You seem more comfortable when you are acting in Spanish. Is English difficult for you?
Not any longer. But when I got my first English-speaking role, in “The Hi-Lo Country,” in 1997, I didn’t know a word of English. I learned most of my lines phonetically. I would hide in the bathroom and cry because I couldn’t understand what people were saying. I don’t like missing anything, so that pushed me to learn the language. I’ve made over 35 movies, and many of them have been in English.
What language do you dream in?
I dream in both Spanish and English. When I was making “Don’t Move” in Italy, I spoke Italian, and then I dreamed in three languages. That was scary: I’d wake up and think, Who am I?
You must like to work. Do you ever take vacations?
Not really. In my head, I think I took last summer off, but I worked all but four days. Even on holiday, I work. I plan out a vacation — this year, for Christmas, I’m going to take my whole family to the Caribbean — but, then, I work. It’s terrible; ever since I got a BlackBerry, my bathroom can be my office. My family knocks on the door and says, “We know you’re working in there — come out to the sun, Penélope.” I need to learn how not to work.
You’re often typecast in American movies as the exotic beauty. Won’t it be hard to go back to playing the exotic beauty after “Volver”?
Absolutely. It’s time for a change: I want difficult material. I want to be frightened when I go to the set. I still audition for parts. I’ll put myself on tape when I want something. I hate when actresses complain about how they were ugly as children and how they’ve had to overcome so much pain. I’m allergic to those kind of complaints. We all have our battles: if you have an accent in Hollywood, they underestimate you. They think you’re unsophisticated. And, then, if you look a certain way — it’s very hard not to be typecast. But now I have to be very selective.

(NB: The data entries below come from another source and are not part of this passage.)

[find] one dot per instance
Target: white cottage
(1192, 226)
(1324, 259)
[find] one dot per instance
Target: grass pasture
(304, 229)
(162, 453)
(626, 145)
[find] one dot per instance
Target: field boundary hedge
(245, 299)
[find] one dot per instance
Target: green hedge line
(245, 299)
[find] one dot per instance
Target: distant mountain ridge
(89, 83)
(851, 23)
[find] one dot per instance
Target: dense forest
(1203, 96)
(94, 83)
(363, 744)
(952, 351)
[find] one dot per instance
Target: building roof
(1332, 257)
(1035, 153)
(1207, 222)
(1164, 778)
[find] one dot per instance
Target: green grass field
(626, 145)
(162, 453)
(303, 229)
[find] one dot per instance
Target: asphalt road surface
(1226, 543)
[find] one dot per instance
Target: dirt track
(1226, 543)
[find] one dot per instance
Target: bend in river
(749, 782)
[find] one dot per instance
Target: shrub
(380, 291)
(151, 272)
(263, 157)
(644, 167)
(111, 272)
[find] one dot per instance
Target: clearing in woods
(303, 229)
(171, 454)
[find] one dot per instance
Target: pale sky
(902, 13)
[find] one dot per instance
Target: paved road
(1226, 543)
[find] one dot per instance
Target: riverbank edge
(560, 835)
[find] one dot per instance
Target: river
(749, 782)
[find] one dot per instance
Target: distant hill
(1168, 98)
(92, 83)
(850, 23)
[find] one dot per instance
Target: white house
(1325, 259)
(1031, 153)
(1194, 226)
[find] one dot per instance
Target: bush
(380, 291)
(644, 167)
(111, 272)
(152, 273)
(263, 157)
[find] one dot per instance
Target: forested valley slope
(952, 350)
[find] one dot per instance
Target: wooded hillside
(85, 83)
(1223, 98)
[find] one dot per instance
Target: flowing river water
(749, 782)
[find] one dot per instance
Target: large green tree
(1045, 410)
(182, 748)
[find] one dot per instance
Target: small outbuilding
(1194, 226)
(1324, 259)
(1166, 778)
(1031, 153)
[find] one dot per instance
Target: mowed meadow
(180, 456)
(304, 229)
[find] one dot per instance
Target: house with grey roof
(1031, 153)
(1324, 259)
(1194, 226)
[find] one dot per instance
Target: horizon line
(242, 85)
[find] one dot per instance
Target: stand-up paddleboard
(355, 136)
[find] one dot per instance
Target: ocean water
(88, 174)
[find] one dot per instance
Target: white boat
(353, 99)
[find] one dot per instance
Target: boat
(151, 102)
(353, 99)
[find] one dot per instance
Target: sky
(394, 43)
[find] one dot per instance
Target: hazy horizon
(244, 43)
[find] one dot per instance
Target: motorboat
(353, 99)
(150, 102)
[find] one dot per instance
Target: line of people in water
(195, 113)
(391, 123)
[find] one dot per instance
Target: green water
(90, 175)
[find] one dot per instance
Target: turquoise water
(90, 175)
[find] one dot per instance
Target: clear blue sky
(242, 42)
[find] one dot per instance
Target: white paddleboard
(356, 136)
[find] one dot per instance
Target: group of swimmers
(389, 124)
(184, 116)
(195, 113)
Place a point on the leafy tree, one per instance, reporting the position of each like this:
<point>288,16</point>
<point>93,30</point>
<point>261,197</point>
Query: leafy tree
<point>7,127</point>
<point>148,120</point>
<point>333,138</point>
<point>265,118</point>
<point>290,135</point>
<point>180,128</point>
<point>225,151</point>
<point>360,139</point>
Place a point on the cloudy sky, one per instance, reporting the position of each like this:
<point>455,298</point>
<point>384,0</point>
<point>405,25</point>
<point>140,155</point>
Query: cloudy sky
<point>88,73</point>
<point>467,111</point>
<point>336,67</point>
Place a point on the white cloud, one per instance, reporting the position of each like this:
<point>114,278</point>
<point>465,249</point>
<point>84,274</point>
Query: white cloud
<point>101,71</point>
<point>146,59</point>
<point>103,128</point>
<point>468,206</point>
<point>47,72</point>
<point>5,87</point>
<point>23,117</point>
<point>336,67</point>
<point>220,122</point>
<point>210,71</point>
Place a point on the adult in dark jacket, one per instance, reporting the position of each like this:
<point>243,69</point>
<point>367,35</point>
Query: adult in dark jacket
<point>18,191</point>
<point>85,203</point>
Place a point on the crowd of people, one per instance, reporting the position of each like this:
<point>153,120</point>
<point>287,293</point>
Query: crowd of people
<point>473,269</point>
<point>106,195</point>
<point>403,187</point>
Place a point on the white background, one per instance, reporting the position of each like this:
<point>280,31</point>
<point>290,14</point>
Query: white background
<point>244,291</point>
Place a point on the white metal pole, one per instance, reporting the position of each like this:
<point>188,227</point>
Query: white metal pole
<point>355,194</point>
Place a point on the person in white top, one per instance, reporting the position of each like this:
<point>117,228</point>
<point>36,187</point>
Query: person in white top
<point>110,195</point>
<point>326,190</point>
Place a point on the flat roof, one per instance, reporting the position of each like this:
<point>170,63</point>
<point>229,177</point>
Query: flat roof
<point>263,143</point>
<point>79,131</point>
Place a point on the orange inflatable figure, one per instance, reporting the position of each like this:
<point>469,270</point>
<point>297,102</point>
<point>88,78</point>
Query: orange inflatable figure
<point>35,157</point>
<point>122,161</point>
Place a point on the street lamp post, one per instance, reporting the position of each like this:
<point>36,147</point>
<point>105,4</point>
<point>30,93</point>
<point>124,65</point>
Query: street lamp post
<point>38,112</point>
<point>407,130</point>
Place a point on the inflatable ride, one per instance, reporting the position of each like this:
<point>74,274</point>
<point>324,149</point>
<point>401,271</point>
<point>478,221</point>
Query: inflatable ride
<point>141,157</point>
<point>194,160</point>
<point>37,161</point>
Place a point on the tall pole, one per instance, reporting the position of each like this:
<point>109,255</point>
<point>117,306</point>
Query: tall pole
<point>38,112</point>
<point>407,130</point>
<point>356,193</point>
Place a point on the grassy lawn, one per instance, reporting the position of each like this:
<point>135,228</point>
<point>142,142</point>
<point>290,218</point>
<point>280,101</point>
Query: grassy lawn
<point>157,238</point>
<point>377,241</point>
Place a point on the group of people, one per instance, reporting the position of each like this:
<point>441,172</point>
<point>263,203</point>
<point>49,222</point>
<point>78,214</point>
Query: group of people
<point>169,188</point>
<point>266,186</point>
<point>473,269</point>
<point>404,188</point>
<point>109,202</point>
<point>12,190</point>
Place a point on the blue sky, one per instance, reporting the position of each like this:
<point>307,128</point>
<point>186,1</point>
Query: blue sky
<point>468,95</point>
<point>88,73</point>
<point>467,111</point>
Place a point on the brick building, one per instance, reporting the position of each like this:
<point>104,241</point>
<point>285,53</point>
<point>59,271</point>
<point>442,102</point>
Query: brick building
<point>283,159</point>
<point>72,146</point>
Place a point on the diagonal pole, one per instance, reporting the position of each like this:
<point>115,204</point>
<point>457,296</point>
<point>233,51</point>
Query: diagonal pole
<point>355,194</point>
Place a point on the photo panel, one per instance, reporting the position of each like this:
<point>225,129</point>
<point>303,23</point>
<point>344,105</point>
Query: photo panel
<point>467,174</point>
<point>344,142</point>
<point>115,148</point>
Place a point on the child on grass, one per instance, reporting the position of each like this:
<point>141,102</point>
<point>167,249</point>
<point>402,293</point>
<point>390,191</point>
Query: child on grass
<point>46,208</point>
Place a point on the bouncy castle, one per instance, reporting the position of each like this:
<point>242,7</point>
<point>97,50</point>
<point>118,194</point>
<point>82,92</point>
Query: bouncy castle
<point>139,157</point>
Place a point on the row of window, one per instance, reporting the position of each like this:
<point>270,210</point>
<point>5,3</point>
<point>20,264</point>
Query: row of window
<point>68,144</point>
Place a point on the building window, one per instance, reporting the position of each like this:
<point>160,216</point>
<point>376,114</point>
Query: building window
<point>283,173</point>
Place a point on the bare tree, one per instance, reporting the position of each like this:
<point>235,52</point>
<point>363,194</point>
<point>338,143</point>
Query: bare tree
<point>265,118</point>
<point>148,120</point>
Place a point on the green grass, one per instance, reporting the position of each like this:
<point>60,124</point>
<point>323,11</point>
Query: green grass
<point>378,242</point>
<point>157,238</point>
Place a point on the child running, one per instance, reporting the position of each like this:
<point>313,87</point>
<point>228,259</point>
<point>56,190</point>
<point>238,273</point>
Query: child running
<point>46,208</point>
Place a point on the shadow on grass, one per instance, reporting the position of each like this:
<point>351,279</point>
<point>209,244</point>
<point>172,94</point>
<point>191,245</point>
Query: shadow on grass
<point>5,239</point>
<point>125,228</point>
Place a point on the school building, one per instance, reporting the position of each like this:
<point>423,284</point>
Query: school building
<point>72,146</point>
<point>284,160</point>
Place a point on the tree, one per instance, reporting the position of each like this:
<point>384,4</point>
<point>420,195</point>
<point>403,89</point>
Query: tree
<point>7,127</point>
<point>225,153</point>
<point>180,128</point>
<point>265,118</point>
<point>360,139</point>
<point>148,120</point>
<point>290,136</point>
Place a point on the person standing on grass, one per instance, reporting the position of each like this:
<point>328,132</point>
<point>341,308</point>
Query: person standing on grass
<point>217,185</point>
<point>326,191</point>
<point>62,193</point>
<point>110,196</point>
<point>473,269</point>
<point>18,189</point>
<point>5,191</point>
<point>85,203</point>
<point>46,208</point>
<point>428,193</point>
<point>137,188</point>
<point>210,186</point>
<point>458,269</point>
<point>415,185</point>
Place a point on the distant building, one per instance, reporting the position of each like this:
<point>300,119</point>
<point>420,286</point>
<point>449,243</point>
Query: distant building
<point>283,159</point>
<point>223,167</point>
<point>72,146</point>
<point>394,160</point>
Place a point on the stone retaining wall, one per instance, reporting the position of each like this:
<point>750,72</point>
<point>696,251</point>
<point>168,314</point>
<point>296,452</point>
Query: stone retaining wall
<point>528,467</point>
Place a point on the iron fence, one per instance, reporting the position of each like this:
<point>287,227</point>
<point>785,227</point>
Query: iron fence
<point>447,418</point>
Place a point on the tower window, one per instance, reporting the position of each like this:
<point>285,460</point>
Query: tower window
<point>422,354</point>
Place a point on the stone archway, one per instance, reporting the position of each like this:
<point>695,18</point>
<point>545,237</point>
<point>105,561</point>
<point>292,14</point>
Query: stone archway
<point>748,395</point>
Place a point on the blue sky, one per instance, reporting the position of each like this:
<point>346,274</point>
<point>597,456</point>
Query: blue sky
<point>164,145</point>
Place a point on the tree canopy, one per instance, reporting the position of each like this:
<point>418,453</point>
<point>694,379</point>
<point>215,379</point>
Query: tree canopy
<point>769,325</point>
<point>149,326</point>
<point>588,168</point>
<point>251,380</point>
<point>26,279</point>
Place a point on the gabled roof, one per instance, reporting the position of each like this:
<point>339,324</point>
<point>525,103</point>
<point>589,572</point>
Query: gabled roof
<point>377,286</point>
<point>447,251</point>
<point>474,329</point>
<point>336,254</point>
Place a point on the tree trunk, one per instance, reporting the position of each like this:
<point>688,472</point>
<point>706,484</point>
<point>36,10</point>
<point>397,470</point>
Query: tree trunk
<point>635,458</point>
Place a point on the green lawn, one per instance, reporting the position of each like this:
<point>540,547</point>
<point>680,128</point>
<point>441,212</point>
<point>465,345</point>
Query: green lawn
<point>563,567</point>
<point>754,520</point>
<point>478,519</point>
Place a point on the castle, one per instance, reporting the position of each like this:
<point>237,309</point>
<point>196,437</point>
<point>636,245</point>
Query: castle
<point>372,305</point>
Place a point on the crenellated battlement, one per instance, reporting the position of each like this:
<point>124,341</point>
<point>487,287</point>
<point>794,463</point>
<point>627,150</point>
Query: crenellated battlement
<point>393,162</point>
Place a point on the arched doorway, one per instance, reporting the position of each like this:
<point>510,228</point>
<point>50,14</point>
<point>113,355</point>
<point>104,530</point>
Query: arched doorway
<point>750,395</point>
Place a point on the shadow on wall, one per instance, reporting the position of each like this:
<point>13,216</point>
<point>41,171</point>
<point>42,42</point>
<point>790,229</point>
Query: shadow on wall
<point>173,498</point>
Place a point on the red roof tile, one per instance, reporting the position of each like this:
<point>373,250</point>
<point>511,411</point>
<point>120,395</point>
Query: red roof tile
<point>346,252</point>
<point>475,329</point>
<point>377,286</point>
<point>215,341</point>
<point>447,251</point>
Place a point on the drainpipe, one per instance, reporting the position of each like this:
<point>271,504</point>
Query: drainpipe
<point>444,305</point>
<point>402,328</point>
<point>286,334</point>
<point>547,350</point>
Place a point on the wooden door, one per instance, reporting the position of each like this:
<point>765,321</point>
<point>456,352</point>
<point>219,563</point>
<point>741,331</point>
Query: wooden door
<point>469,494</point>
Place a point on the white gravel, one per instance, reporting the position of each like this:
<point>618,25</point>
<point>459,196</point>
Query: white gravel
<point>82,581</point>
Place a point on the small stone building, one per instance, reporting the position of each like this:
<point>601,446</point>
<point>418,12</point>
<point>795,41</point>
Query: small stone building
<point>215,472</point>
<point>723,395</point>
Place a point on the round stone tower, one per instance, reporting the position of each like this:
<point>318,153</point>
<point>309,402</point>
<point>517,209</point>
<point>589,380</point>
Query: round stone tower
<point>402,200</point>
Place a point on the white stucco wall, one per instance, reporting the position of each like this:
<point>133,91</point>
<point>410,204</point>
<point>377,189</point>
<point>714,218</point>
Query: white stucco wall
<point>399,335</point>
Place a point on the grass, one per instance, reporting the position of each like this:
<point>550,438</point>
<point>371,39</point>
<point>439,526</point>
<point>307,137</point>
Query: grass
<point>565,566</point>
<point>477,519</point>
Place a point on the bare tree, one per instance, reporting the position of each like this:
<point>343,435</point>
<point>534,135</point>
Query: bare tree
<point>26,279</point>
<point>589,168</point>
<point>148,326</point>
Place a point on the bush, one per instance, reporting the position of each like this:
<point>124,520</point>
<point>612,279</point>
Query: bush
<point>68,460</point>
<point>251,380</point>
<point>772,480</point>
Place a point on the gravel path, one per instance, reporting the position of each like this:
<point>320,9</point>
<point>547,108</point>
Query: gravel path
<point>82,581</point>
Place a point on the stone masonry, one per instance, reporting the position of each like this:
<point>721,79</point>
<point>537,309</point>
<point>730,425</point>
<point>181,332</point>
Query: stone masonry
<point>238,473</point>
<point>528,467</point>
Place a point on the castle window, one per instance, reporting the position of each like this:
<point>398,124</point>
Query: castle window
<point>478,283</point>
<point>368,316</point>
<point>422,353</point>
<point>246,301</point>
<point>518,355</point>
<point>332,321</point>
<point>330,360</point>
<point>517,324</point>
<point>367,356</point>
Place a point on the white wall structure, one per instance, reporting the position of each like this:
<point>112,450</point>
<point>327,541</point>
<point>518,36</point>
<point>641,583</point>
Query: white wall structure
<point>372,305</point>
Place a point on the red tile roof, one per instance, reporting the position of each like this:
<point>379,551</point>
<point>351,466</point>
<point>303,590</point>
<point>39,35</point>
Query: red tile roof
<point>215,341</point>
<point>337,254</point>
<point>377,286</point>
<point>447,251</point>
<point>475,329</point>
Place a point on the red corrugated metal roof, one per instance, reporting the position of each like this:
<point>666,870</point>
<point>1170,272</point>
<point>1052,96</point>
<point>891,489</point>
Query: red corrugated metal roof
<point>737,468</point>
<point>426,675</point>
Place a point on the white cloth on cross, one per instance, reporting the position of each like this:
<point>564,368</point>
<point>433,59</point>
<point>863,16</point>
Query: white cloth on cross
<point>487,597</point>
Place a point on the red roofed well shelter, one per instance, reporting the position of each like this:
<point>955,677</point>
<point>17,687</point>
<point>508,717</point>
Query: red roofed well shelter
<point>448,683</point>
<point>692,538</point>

Do you have any specific upcoming projects in mind?
Well, one of the things I’d like to do is a musical. My favorite Christmas gift was my first tutu, which I received when I was around 6. I was so excited. And I’d like to do any kind of movie with Javier Bardem. It’s so obvious that we would make a great on-screen couple. Why are we not working together?
There is talk of Almodóvar directing you and Antonio Banderas in a film. As a couple, you presented Almodóvar with his Oscar for best foreign film for “All About My Mother” in 2000.
That was a crazy night. The evening before the Oscars, I was at a reception at the Spanish consulate in L.A. The food was delicious, and I bit into an empanada and I broke my front tooth. I heard that crack and the world stopped. The next day was the first time I would be presenting an Academy Award, and I had a broken tooth. I was screaming for a dentist, and, finally, Antonio got his dentist, who was hosting a party at his house, to come to his office at 1 a.m. and help me. So when Pedro won, I could smile without fear. I had all my teeth.